PlusLiga. Joseph Worsley zachwycony poziomem siatkówki w Polsce
Jak się okazuje, Worsley jest bardzo podekscytowany możliwością występowania w PlusLidze. Wprost przyznał, że ma teraz możliwość gry przeciwko najlepszym zespołom i siatkarzom na świecie.
"Dlatego też niesamowite jest oglądać co wieczór tak zacięte spotkania. Wiadomo, że polskie drużyny siatkarskie są na wysokim poziomie i trzeba być naprawdę skoncentrowanym w każdym meczu. Treningi są też bardzo ważnym aspektem każdego tygodnia, ponieważ każda drużyna w tej lidze stanowi duże wyzwanie" - stwierdził.
Worsley odniósł się także do faktu, że PlusLiga stanowi chętnie obierany kierunek przez amerykańskich siatkarzy. Przy okazji zdradził, jak jego rodacy są traktowani przez Polaków.

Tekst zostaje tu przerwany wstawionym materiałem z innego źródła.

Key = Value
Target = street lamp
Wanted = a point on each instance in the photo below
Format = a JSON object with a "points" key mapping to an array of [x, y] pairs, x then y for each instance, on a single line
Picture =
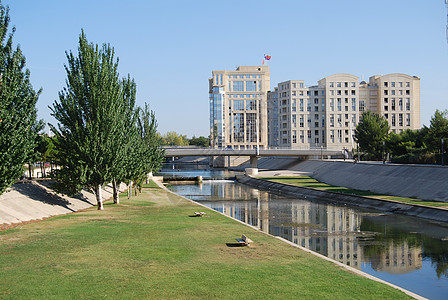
{"points": [[443, 154]]}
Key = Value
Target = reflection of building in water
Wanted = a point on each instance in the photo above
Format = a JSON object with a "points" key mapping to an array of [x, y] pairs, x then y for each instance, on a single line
{"points": [[398, 259], [333, 231], [330, 230], [243, 205]]}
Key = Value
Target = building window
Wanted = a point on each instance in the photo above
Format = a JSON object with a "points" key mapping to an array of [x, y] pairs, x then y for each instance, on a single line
{"points": [[251, 105], [251, 86], [362, 105], [238, 86], [238, 104]]}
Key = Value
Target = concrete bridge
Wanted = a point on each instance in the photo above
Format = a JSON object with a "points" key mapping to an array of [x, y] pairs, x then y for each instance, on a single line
{"points": [[253, 154]]}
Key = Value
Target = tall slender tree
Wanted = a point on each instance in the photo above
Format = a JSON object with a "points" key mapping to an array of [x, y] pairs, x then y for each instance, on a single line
{"points": [[18, 115], [371, 132], [90, 113]]}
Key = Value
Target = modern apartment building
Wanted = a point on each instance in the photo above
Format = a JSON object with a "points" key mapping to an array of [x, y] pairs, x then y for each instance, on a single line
{"points": [[244, 114], [238, 107], [326, 115]]}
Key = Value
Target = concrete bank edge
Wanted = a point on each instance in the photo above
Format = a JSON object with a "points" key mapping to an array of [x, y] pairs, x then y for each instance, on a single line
{"points": [[414, 210], [348, 268]]}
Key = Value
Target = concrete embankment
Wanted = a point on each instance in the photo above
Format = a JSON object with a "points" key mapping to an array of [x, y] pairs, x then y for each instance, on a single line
{"points": [[416, 181], [365, 202], [34, 200]]}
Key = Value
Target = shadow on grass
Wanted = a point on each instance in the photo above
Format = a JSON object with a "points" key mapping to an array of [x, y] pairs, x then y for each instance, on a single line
{"points": [[234, 245]]}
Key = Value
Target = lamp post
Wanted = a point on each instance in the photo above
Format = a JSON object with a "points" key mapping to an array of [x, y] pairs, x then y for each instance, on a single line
{"points": [[443, 154]]}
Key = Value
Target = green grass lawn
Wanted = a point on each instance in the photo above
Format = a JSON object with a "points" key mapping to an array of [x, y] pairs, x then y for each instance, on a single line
{"points": [[308, 182], [149, 247]]}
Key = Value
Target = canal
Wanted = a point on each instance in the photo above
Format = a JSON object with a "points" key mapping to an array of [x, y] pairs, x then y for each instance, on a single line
{"points": [[409, 252]]}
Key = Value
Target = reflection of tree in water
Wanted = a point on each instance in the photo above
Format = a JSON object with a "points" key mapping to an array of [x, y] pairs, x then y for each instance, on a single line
{"points": [[378, 250], [438, 252]]}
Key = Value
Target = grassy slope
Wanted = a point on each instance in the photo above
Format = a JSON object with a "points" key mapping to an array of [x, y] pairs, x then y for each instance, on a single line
{"points": [[149, 247], [306, 181]]}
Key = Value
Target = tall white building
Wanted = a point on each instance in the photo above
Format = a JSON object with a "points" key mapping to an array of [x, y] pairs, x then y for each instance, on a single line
{"points": [[326, 115], [238, 107]]}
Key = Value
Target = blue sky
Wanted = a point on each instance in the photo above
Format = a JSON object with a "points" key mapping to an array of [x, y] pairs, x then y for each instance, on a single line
{"points": [[170, 47]]}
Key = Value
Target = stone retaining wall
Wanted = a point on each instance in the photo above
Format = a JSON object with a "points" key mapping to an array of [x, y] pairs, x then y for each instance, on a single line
{"points": [[365, 202], [415, 181]]}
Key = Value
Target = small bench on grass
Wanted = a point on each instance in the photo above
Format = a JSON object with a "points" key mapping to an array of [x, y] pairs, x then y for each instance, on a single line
{"points": [[244, 241]]}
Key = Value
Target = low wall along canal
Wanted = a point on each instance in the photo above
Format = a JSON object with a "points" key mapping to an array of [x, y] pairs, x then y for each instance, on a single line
{"points": [[406, 251]]}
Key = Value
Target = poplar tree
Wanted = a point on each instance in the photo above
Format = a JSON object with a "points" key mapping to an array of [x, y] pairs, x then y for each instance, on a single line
{"points": [[371, 132], [90, 112], [18, 115]]}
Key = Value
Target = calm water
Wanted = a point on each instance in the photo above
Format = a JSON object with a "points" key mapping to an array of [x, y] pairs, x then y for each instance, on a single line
{"points": [[405, 251]]}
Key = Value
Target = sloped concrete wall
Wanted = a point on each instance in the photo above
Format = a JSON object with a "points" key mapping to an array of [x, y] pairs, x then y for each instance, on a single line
{"points": [[430, 213], [34, 200], [415, 181]]}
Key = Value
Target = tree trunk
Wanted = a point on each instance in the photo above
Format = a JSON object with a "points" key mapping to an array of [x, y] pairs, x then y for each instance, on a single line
{"points": [[99, 197], [129, 189], [116, 195]]}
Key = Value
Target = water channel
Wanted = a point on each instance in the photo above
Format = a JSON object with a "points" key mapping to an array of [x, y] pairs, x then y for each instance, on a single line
{"points": [[409, 252]]}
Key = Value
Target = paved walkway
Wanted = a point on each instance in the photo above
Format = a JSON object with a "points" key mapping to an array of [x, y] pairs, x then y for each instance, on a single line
{"points": [[34, 200]]}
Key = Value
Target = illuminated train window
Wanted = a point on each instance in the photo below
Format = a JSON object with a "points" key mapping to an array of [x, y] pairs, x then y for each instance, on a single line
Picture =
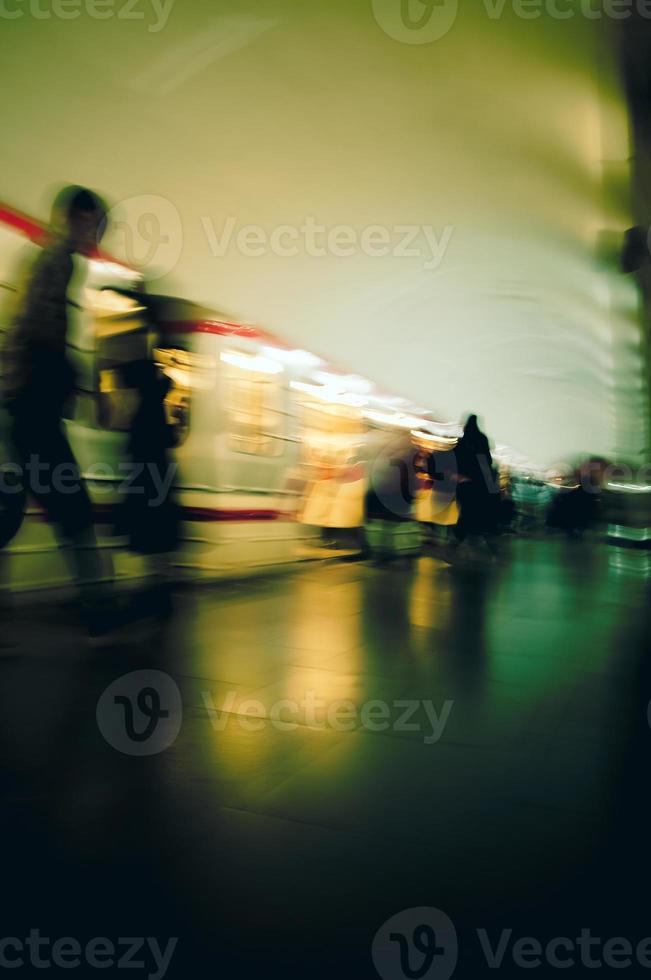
{"points": [[254, 404]]}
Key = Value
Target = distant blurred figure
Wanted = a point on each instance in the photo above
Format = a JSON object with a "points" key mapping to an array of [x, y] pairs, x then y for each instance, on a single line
{"points": [[38, 381], [477, 493], [574, 509], [391, 530], [148, 514]]}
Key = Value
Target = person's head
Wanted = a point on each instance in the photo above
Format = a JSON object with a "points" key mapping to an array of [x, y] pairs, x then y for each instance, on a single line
{"points": [[79, 216], [472, 425]]}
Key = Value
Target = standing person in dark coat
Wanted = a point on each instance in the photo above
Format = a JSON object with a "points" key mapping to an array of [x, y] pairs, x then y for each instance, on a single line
{"points": [[475, 482], [38, 383], [149, 514]]}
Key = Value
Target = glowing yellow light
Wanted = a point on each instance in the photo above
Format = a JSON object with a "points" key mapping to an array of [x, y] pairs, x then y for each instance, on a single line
{"points": [[252, 362]]}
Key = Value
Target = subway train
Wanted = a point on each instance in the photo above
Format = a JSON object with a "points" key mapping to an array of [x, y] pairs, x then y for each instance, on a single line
{"points": [[273, 445]]}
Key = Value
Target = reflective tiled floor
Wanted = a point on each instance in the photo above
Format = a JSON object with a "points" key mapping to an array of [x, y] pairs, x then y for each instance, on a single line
{"points": [[355, 740]]}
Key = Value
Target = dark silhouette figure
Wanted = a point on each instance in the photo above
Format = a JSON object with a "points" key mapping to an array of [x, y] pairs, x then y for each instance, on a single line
{"points": [[38, 382], [477, 494], [148, 514]]}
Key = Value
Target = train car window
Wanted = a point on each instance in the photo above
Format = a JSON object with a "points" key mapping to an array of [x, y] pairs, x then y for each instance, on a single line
{"points": [[332, 434], [186, 371], [254, 404]]}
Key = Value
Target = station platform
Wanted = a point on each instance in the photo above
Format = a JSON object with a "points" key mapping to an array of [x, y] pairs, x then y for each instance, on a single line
{"points": [[340, 743]]}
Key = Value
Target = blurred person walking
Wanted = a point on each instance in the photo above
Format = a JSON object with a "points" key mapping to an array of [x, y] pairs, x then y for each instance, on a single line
{"points": [[477, 493], [148, 514], [37, 383]]}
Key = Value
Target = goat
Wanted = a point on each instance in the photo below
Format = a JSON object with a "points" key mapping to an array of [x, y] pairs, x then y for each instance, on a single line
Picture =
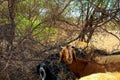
{"points": [[45, 73], [82, 67], [79, 67], [102, 76]]}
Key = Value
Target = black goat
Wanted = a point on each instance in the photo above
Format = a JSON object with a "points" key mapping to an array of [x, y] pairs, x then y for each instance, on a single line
{"points": [[45, 73]]}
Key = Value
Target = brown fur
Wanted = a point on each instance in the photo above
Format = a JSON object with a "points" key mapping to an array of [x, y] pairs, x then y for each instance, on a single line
{"points": [[81, 67]]}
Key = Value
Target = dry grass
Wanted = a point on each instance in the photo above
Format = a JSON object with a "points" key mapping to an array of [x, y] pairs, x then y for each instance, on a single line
{"points": [[107, 59]]}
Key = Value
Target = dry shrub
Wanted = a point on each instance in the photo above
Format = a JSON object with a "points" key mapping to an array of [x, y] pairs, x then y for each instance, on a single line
{"points": [[102, 76]]}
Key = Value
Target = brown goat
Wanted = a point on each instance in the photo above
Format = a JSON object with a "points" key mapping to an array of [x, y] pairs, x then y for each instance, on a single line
{"points": [[81, 67]]}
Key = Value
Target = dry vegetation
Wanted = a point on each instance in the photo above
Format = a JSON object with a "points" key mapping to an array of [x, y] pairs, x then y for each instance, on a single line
{"points": [[37, 28]]}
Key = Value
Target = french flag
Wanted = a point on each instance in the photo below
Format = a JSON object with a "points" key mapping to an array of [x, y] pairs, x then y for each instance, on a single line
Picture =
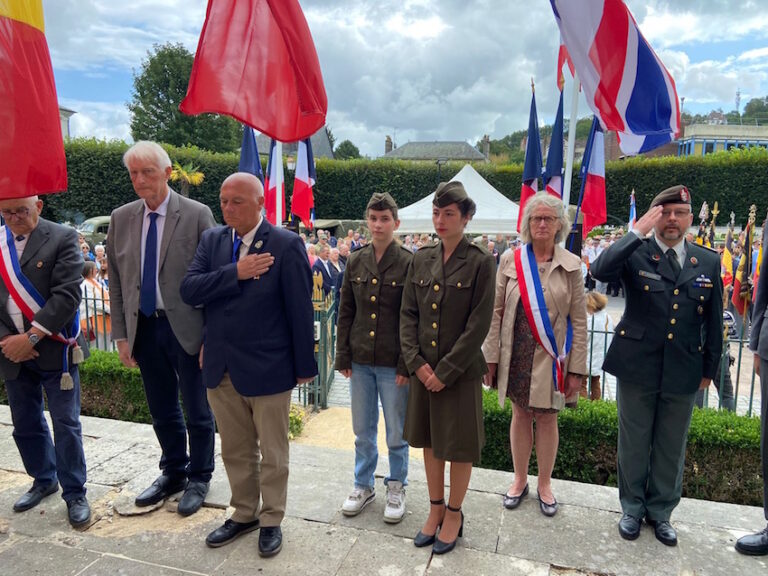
{"points": [[532, 166], [632, 211], [624, 81], [303, 200], [593, 203], [274, 186], [553, 174]]}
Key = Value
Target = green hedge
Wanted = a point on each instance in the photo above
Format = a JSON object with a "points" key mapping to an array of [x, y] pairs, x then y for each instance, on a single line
{"points": [[98, 182], [722, 460]]}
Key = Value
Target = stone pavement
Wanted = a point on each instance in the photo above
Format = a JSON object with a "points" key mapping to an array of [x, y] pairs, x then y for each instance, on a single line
{"points": [[122, 459]]}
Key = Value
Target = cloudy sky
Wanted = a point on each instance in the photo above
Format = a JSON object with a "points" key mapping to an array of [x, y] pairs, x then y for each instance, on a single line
{"points": [[413, 69]]}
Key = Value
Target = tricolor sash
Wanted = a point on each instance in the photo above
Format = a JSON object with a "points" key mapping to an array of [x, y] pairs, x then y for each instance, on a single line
{"points": [[535, 308], [24, 293]]}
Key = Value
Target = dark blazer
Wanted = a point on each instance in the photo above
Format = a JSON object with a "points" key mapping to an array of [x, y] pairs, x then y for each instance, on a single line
{"points": [[185, 221], [52, 261], [260, 331], [758, 340], [671, 332]]}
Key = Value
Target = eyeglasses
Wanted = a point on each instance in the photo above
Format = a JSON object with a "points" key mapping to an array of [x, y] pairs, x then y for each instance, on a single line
{"points": [[18, 213], [679, 214]]}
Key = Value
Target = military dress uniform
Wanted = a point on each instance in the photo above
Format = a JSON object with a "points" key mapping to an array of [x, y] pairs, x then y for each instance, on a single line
{"points": [[445, 316], [669, 338]]}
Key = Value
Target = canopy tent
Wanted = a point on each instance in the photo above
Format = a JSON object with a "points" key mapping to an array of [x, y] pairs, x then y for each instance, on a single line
{"points": [[495, 212]]}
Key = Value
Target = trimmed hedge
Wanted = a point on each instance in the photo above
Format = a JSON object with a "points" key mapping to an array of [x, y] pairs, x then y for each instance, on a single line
{"points": [[110, 390], [98, 182], [722, 459]]}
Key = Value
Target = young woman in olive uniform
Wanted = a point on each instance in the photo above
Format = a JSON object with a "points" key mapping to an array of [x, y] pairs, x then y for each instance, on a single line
{"points": [[445, 316]]}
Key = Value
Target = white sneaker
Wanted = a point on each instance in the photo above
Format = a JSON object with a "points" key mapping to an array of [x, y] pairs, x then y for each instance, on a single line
{"points": [[357, 500], [395, 509]]}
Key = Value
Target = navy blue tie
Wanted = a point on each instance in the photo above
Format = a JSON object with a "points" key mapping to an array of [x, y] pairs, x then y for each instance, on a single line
{"points": [[148, 297]]}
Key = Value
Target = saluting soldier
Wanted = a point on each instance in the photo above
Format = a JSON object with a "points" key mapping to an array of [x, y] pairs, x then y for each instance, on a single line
{"points": [[445, 316], [368, 353], [667, 346]]}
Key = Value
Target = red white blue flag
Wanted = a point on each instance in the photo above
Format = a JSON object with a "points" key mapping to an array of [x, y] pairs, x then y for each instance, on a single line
{"points": [[532, 166], [303, 200], [624, 81], [592, 201], [274, 186]]}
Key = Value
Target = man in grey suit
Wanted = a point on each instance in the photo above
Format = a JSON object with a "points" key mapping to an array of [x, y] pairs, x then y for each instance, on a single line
{"points": [[151, 244], [39, 299], [757, 544]]}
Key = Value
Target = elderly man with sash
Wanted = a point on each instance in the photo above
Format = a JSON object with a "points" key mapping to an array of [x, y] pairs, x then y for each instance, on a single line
{"points": [[40, 265]]}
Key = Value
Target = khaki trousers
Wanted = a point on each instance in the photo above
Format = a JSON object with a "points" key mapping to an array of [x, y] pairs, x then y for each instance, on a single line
{"points": [[254, 447]]}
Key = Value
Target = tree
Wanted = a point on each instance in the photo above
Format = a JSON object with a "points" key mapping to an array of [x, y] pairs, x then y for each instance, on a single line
{"points": [[158, 89], [346, 151]]}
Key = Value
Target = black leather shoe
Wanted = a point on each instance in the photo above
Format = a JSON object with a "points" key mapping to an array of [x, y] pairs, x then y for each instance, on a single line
{"points": [[754, 544], [193, 498], [79, 512], [512, 502], [270, 541], [629, 527], [548, 509], [34, 497], [229, 531], [663, 531], [161, 488]]}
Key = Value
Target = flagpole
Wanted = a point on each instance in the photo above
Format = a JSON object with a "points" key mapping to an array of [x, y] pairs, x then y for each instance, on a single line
{"points": [[571, 141]]}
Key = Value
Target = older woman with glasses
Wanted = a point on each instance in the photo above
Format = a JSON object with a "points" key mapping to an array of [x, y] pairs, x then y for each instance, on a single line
{"points": [[537, 344]]}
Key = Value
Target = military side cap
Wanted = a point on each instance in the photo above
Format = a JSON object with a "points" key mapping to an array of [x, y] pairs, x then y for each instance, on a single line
{"points": [[449, 193], [674, 195], [382, 201]]}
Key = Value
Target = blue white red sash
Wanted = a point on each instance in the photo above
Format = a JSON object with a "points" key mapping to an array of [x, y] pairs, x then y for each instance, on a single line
{"points": [[24, 293], [535, 308]]}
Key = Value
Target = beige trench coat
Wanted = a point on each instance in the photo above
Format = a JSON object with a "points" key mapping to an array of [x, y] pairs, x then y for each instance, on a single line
{"points": [[564, 295]]}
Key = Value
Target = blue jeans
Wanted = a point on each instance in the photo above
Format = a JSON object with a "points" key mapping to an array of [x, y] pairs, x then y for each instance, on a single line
{"points": [[45, 461], [366, 386]]}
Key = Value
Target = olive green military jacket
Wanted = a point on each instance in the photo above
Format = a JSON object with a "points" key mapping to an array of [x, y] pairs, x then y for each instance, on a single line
{"points": [[369, 308], [446, 311], [671, 333]]}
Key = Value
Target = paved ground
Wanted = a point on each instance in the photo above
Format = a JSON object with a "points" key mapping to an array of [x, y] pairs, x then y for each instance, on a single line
{"points": [[122, 459]]}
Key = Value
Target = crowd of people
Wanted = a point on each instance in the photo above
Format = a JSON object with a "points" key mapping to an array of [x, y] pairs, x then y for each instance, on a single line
{"points": [[422, 325]]}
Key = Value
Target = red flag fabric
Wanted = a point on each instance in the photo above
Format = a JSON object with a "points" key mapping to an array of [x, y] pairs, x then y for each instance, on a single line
{"points": [[256, 62], [32, 157]]}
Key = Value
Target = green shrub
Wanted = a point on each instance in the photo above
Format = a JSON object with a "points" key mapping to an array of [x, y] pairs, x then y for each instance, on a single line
{"points": [[722, 459]]}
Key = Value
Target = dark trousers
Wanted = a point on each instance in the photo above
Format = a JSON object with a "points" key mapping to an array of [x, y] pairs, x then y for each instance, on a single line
{"points": [[166, 369], [48, 461], [653, 431]]}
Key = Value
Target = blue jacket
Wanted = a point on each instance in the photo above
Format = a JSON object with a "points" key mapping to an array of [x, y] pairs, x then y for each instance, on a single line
{"points": [[260, 331]]}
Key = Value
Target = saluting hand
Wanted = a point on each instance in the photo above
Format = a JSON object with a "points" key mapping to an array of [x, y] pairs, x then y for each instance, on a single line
{"points": [[254, 265]]}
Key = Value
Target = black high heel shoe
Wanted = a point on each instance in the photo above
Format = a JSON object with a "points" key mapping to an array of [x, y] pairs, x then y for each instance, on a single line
{"points": [[422, 539], [440, 547]]}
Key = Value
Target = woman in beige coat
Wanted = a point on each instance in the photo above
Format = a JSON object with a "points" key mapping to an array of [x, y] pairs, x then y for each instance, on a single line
{"points": [[518, 365]]}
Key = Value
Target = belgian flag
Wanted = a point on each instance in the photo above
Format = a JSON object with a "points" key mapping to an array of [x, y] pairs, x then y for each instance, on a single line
{"points": [[32, 157]]}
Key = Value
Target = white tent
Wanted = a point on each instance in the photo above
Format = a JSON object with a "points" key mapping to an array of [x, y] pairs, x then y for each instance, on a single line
{"points": [[495, 212]]}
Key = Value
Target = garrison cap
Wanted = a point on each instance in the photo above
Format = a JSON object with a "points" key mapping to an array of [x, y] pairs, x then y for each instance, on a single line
{"points": [[449, 193], [382, 201], [675, 195]]}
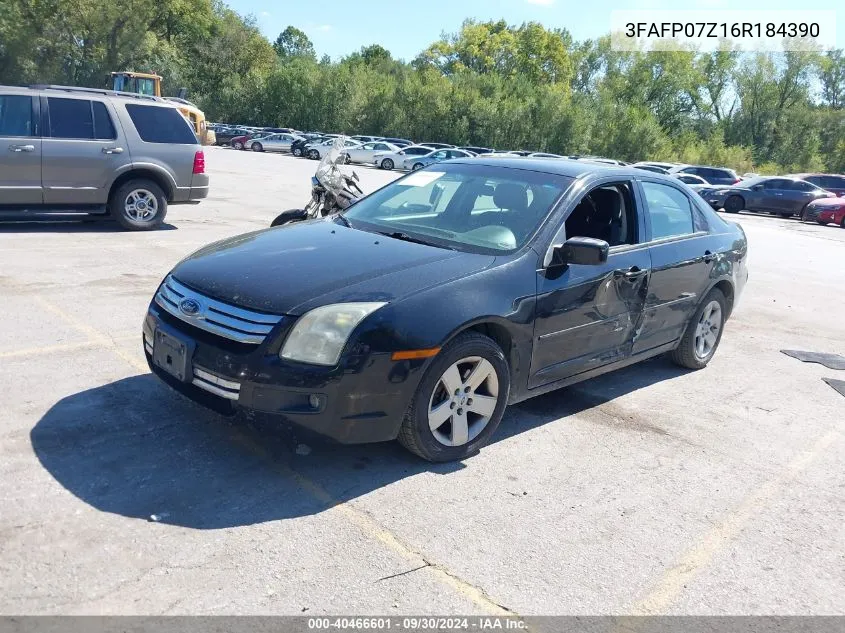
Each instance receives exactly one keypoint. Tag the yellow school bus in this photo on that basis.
(150, 84)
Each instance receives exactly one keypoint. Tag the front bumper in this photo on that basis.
(362, 400)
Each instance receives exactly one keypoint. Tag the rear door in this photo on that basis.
(83, 149)
(682, 257)
(20, 150)
(587, 316)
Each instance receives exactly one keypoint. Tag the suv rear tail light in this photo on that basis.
(199, 163)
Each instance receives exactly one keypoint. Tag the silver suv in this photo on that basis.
(81, 150)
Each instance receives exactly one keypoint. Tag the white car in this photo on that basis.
(316, 151)
(366, 152)
(389, 160)
(435, 156)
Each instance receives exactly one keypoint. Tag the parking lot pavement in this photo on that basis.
(649, 490)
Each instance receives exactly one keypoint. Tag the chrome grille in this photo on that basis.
(237, 324)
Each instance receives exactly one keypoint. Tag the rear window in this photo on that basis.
(156, 124)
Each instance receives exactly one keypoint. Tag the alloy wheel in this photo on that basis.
(707, 330)
(140, 205)
(463, 401)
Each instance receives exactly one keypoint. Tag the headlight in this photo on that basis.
(319, 335)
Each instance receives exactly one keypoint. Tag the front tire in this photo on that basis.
(703, 333)
(138, 205)
(459, 402)
(734, 204)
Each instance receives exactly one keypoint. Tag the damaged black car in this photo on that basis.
(427, 307)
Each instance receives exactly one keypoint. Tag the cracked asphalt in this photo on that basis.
(648, 490)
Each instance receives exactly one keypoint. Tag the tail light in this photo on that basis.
(199, 163)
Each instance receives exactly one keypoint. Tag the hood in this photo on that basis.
(292, 269)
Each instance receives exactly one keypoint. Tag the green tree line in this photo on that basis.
(491, 84)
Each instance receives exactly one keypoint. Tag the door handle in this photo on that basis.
(632, 273)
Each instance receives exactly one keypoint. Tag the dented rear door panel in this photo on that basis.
(587, 316)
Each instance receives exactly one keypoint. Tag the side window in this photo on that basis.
(670, 211)
(157, 124)
(605, 213)
(71, 118)
(15, 115)
(103, 126)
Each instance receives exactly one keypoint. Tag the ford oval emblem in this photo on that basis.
(189, 307)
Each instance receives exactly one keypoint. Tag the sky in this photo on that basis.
(406, 27)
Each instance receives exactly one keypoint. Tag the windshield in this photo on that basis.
(476, 208)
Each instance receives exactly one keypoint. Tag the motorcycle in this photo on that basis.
(332, 190)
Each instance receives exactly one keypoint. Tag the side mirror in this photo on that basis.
(584, 251)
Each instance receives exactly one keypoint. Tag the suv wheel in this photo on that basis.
(459, 401)
(138, 205)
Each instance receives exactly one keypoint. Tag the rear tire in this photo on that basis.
(475, 367)
(138, 205)
(706, 326)
(734, 204)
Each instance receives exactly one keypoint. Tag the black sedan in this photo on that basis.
(428, 306)
(774, 194)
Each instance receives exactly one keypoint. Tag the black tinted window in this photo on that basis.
(103, 127)
(156, 124)
(669, 209)
(71, 118)
(15, 115)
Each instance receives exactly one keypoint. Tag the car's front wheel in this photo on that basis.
(703, 333)
(459, 401)
(138, 205)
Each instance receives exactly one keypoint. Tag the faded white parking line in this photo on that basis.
(676, 579)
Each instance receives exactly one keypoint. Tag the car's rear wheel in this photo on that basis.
(703, 332)
(459, 402)
(138, 205)
(734, 204)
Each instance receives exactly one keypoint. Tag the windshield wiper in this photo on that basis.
(399, 235)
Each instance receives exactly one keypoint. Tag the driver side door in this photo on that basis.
(587, 315)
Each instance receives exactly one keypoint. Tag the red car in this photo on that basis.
(826, 211)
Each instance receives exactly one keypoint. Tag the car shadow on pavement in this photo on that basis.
(135, 448)
(75, 225)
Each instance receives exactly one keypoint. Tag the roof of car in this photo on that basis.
(571, 168)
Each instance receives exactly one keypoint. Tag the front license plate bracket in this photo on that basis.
(173, 355)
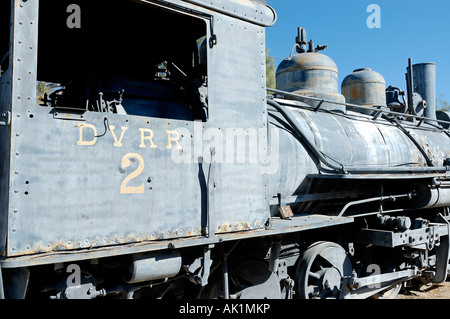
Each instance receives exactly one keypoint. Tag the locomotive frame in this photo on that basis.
(171, 173)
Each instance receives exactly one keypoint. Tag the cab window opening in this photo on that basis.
(135, 59)
(5, 31)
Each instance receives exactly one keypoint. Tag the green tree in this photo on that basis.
(270, 71)
(442, 105)
(43, 88)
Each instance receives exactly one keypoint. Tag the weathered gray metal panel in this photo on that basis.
(238, 99)
(5, 137)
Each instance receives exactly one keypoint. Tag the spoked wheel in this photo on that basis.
(249, 279)
(321, 270)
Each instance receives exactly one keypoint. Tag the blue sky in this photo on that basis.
(417, 29)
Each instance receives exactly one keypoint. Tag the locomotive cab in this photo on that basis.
(154, 164)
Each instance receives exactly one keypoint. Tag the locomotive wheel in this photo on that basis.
(248, 279)
(321, 269)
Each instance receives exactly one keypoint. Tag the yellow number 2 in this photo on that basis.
(124, 189)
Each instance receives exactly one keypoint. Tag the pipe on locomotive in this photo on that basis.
(287, 114)
(373, 108)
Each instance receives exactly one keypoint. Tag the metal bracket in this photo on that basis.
(7, 116)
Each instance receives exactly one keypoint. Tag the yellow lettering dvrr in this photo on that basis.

Jeśli spojrzeć na czołowych graczy reprezentacji USA, to wielu z nich grało albo nadal gra właśnie w tej lidze. Dobrze jest ich widzieć i grać przeciwko nim. Da się też odczuć, że amerykańscy siatkarze cieszą się dużym szacunkiem w PlusLidze i ogólnie w Polsce
Amerykański rozgrywający pochodzi z Kalifornii, z kolei studiował na Hawajach. Za sprawą gry w europejskich klubach miał jednak możliwość już wcześniej odwiedzić Polskę, dzięki czemu po przeprowadzce do Gdańska nie jest zaskoczony tym, co zastał na miejscu.
"Nie jestem zaskoczony pogodą, bo byłem wcześniej w Polsce, chociażby na meczach Ligi Mistrzów. Odwiedziłem więc niektóre miejsca w tym kraju i miałem pewne wyobrażenie, czego się mogę spodziewać. Poza tym muszę przyznać, że jak do tej pory, bardzo mi się w Polsce podoba i cieszę się, że tu jestem. Kultura, klimat, zainteresowanie siatkówką, wszystko jest naprawdę fajne" - wyliczał.